After discussing this with @hannawallach, I'm now strongly in favor of MetricFrame, because that's by far the most common usage pattern for attributive nouns: https://english.stackexchange.com/questions/59059/should-a-list-of-tokens-be-called-a-token-list-or-a-tokens-list

There's a really really minor usage of "metric frame" terminology in the theory of algebraic structures, but I don't think we need to worry about it: https://www.google.com/search?q=%22metric+frame%22&tbm=bks

Are there any objections to this?

Re. method=

We have the consensus that the keyword should be method, and that it should default to the current behavior, but we still have not fully resolved the names (but almost there). The last idea was between_pairs and to_overall, but I think I have two better suggestions:

  1. between_pairs and to_overall [last decided, but I think it's ambiguous]
  2. between_groups and to_overall [this is much clearer in my opinion]
  3. group_to_group and group_to_overall [slightly more verbose, but perhaps the clearest?]

I am in favor of either 2 or 3. If there are no strong feelings either way, I suggest we go with 3 for greatest clarity.

Re. conditioning

I have discussed this with some folks familiar with causal inference. The recommended suggestion is:

This matches the language that a data scientist might use to talk about the metrics, e.g., “controlling for the credit score, the loans are given at similar rates regardless of race” (here credit score is the control feature and race is the sensitive feature). This also matches the statistical terminology: https://en.wikipedia.org/wiki/Controlling_for_a_variable

Are there any objections?

riedgar-ms commented 3 years ago

Tagging @hildeweerts and @adrinjalali for comments. I don't have any strong preference, beyond having a decision so that I can finalise the PR.

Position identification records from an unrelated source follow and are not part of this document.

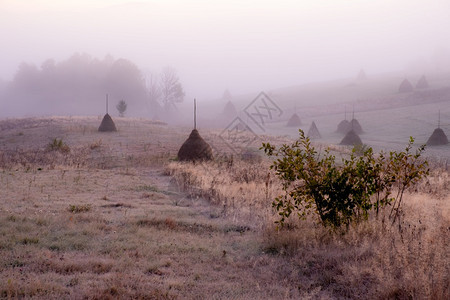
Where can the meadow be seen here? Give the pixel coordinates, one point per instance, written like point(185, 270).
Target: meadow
point(114, 215)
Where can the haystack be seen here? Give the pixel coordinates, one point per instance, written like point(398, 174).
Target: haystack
point(294, 121)
point(405, 86)
point(355, 126)
point(195, 148)
point(351, 138)
point(343, 127)
point(437, 138)
point(229, 111)
point(313, 132)
point(422, 83)
point(107, 124)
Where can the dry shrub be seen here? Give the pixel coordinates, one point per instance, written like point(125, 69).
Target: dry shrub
point(244, 191)
point(408, 259)
point(38, 158)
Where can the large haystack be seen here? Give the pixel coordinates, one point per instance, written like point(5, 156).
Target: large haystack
point(195, 148)
point(294, 121)
point(351, 138)
point(437, 138)
point(313, 132)
point(107, 124)
point(422, 83)
point(343, 127)
point(405, 86)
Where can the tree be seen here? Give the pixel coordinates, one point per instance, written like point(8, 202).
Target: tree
point(170, 88)
point(121, 107)
point(342, 193)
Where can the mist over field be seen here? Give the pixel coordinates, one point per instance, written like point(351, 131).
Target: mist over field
point(239, 149)
point(63, 57)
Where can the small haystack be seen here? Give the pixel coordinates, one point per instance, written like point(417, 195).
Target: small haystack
point(355, 126)
point(438, 138)
point(229, 111)
point(107, 124)
point(343, 127)
point(313, 132)
point(294, 121)
point(422, 83)
point(351, 139)
point(405, 86)
point(195, 148)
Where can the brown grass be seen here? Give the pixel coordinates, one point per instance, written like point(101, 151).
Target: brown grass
point(104, 221)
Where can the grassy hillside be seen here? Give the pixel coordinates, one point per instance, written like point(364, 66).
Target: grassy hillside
point(117, 217)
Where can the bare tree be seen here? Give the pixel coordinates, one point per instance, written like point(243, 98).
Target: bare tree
point(170, 88)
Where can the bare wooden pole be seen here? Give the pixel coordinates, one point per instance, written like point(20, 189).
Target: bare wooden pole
point(439, 119)
point(195, 114)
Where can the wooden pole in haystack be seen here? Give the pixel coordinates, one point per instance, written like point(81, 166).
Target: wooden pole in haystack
point(195, 114)
point(439, 119)
point(195, 148)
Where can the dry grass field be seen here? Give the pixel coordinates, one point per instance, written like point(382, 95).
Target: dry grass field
point(113, 215)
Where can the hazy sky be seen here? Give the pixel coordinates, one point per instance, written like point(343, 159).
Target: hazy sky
point(240, 45)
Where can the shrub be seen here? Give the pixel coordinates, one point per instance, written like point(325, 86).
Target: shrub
point(58, 145)
point(341, 193)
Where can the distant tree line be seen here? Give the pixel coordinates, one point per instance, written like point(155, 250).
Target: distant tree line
point(78, 86)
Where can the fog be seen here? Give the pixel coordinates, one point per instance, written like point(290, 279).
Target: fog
point(242, 46)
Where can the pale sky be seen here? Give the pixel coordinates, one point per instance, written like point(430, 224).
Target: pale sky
point(240, 45)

hildeweerts commented 3 years ago

I am fine with either MetricFrame or MetricsFrame, but MetricFrame is less typing which is always nice! :)

What I like about between_groups/between_pairs is that it emphasizes that you're comparing all combinations of groups, which isn't as clear to me for group_to_group. But I don't have a strong opinion. TBH I don't think it matters a lot what we call these, since people will have to check the docs anyways to have any idea what is going on... But if we're going with option 3, isn't the group_ part redundant, given that group_to_group and group_to_overall are the only two options?

I like control_features! (low-key disappointed that we're not going for the shampoo advert though)

MiroDudik commented 3 years ago

@hildeweerts : good feedback re. between_groups vs group_to_group. i see what you're saying and now i'm leaning towards the combination of between_groups and to_overall.

riedgar-ms commented 3 years ago

Unless @adrinjalali objects I will go back to MetricFrame, switch over to control_features and change between_pairs to between_groups.